Union leaders and state officials admit there is currently no pool of 7,000 additional workers in central Ohio, where other current projects include a 28-story Hilton near downtown Columbus, a $2 billion expansion of the US Medical Center Ohio State University and a $365 million Amgen include biomanufacturing plans near the Intel plant.

And that’s not counting at least three new Google and Amazon data centers, plans for a new $200 million courthouse south of downtown Columbus, and solar array projects that alone could require nearly 6,000 construction jobs.

Federal data shows about 45,000 domestic and commercial construction workers in central Ohio. This number increased by 1,800 from May 2021 to May 2022, implying a future deficit given current and future needs.

(asterisk) I don’t know of a single commercial construction company that isn’t hiring,” said Mary Tebeau, executive director of the Builders Exchange of Central Ohio, a trade association for the construction industry.

Compensating for the imbalance are educational programs, an attempt to attract more students to enter the workforce, and pure economics. Including overtime, wages for skilled tradesmen could reach $125,000 annually, said Dorsey Hager, executive secretary and treasurer of the Columbus Building Trades Council.

Or like Lt. gov. As Jon Husted, the state’s economic development officer, puts it, the Intel project is so big and lucrative that it will create opportunities for people who don’t see construction jobs in their future.

“If you’re willing to pay people more to do something, you’ll find the talent,” he said.

In addition to new and expatriate workers, some will likely be drawn out of the homebuilder industry, thinning out an already tight supply of homebuilders, said Ed Brady, CEO of the Washington, DC-based Home Builders Institute.

That creates a housing shortage risk that could stall the very kind of economic development Intel is spurring, said Ed Dietz of the National Association of Home Builders.

“How do you attract that business investment if you can’t also provide additional housing for labor force growth?” he said.

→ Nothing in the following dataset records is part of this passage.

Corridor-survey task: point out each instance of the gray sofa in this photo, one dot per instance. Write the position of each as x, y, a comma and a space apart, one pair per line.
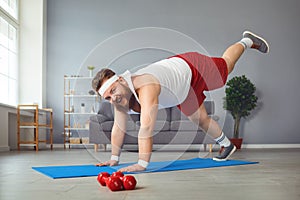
171, 127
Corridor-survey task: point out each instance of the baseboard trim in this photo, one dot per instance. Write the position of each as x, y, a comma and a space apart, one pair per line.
191, 147
270, 146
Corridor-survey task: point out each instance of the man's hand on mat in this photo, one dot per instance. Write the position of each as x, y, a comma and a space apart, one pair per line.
108, 163
132, 168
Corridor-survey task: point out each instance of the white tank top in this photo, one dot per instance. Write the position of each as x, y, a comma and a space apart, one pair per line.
174, 76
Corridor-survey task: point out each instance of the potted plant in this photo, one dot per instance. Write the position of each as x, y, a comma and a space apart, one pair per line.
239, 100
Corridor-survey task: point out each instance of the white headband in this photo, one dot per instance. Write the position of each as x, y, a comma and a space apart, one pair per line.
107, 84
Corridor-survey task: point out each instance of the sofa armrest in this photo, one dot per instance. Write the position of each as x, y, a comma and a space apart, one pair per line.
215, 117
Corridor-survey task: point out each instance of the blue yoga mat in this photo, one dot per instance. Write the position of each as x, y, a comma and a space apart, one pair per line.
74, 171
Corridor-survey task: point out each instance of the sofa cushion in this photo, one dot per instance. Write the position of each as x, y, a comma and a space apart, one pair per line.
107, 126
176, 114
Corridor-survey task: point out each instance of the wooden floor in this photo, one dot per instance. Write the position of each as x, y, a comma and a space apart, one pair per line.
277, 176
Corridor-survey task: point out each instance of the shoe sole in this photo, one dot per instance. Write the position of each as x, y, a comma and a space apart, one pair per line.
258, 37
224, 159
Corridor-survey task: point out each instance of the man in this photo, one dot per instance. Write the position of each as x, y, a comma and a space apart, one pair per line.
179, 80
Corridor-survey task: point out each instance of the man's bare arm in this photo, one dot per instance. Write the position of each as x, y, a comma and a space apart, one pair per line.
117, 136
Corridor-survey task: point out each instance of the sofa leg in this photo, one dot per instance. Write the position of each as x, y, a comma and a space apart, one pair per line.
96, 146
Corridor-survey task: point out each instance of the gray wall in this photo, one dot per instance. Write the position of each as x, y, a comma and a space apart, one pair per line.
76, 27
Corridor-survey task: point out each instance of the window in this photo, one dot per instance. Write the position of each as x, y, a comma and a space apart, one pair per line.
8, 52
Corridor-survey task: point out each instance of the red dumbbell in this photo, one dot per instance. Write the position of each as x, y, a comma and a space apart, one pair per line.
102, 178
114, 183
129, 182
118, 174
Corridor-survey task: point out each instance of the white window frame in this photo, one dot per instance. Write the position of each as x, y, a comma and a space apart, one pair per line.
11, 20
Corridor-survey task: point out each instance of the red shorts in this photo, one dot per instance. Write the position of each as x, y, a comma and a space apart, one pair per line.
208, 73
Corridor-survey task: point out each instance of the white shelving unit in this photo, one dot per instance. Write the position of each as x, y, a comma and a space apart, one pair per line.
79, 105
38, 121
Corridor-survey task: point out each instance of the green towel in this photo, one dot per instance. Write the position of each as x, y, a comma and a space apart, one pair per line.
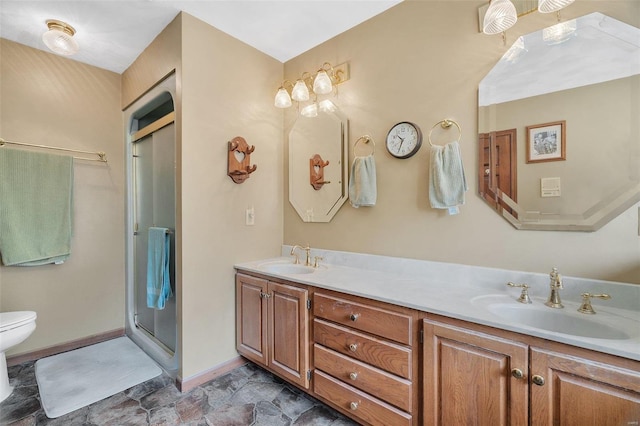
36, 203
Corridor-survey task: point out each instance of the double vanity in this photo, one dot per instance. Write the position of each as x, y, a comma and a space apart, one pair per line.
390, 341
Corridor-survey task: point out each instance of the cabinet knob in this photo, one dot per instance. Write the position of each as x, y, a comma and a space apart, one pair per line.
517, 373
538, 380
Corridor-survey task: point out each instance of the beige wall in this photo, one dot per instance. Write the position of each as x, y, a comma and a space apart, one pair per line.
421, 61
227, 90
47, 99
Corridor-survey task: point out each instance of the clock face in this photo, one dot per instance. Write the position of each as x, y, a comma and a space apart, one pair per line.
404, 140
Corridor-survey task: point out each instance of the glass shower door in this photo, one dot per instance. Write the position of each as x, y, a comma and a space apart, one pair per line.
154, 200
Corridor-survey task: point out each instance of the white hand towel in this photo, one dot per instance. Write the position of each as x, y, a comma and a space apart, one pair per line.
362, 182
447, 182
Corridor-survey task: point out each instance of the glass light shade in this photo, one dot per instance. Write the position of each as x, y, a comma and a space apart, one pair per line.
310, 110
327, 106
322, 84
283, 100
59, 38
549, 6
300, 92
501, 15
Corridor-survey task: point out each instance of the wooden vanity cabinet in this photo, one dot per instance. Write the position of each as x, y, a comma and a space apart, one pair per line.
272, 326
364, 361
475, 375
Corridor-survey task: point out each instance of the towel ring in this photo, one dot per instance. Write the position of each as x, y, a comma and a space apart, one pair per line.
366, 139
445, 124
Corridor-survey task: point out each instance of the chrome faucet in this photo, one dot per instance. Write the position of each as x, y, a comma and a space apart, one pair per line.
556, 285
307, 249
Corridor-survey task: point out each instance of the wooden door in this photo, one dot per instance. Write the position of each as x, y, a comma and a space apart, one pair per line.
251, 318
497, 169
468, 380
582, 392
289, 332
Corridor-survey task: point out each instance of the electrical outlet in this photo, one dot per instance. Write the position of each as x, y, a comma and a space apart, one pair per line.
249, 217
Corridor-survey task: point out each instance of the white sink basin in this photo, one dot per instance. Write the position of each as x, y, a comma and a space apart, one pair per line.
566, 321
286, 268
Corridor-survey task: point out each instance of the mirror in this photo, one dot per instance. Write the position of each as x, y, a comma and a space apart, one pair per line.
573, 89
318, 172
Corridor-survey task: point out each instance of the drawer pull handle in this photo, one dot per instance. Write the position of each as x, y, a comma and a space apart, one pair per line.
538, 380
517, 373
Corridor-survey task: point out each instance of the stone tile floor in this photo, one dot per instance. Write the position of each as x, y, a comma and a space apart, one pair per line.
246, 396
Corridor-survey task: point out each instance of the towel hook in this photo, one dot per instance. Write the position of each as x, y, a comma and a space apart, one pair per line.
366, 139
445, 124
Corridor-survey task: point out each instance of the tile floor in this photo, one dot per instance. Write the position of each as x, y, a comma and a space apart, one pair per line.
246, 396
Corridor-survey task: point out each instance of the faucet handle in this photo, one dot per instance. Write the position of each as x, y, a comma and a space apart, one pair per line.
586, 307
524, 295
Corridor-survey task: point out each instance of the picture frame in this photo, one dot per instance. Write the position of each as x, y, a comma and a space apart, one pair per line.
547, 142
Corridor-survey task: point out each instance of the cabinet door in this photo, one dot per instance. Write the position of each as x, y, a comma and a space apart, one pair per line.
289, 332
468, 378
578, 391
251, 318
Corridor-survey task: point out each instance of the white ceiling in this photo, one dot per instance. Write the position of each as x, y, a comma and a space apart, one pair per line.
112, 33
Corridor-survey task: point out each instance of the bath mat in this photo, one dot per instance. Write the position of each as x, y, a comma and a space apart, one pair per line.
75, 379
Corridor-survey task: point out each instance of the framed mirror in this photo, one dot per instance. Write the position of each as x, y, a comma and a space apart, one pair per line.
318, 169
559, 128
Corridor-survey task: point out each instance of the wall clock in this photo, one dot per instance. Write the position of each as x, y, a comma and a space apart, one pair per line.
404, 140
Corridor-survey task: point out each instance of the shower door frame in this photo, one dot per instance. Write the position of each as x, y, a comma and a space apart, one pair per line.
167, 359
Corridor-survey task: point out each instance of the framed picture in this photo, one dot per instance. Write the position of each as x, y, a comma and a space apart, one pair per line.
546, 142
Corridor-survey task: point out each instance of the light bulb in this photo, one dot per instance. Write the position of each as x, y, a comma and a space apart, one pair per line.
283, 100
310, 110
300, 92
549, 6
59, 38
327, 106
500, 16
322, 84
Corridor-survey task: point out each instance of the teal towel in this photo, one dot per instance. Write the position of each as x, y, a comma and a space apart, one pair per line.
36, 205
447, 182
362, 182
158, 278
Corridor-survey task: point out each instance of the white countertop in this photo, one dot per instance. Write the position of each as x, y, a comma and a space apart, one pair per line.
460, 291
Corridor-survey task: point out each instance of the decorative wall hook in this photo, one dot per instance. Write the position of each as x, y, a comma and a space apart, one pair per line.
239, 160
316, 171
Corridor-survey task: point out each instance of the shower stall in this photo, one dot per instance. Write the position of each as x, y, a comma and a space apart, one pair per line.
151, 201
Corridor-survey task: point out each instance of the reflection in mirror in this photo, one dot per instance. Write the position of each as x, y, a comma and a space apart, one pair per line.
318, 145
585, 73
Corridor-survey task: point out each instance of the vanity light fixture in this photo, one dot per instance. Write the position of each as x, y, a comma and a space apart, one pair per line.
500, 16
59, 38
309, 86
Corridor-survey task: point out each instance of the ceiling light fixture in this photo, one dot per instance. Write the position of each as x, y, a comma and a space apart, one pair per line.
500, 15
310, 86
59, 38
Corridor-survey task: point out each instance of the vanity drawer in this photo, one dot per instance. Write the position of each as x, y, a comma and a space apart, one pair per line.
385, 386
385, 355
382, 322
359, 404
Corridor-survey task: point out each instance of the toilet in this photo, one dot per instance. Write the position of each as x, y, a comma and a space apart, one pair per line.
15, 327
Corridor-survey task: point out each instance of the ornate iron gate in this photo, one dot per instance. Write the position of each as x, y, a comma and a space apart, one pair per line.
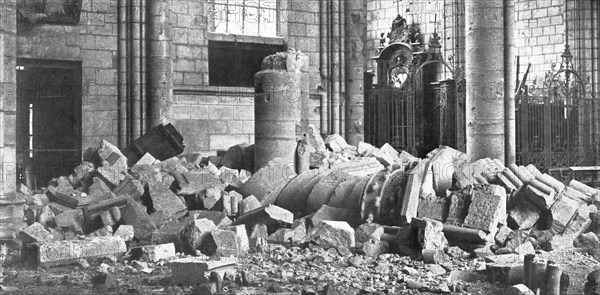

Central Ohio is expected to reach 3 million residents by 2050, a rate that would require 11,000 to 14,000 housing units per year. That was before Intel was announced, said Jennifer Noll, associate director for community development for the Mid-Ohio Regional Planning Commission. Meanwhile, the region came closest to that goal in 2020 with 11,000 units.

“We know that we as a region have a lot to do,” said Noll.

Shortages or not, work is underway at and near the Intel site, where parades of trucks rumbled down country lanes on a recent August morning while the beeping of several construction vehicles rang out in the distance.

It was just another day for piper Taylor Purdy, who made his regular 30-minute commute from Bangs, Ohio, to his construction job to help widen a road that runs next to the Intel facility.

Purdy, 28, spends his days in trenches helping to position storm and sewer lines and water pipes. Overtime abounds as deadlines approach. Construction for Intel is in its early stages as earth movers are remodeling the 1,000 acres (400 hectares) of former farm and residential land that will be converted into an industrial site.

Purdy said he likes the job security of being involved in such a large project. He’s also found that unlike other jobs he’s worked at, he doesn’t have to explain to people what he’s up to.

“You all know what I’m talking about,” he said.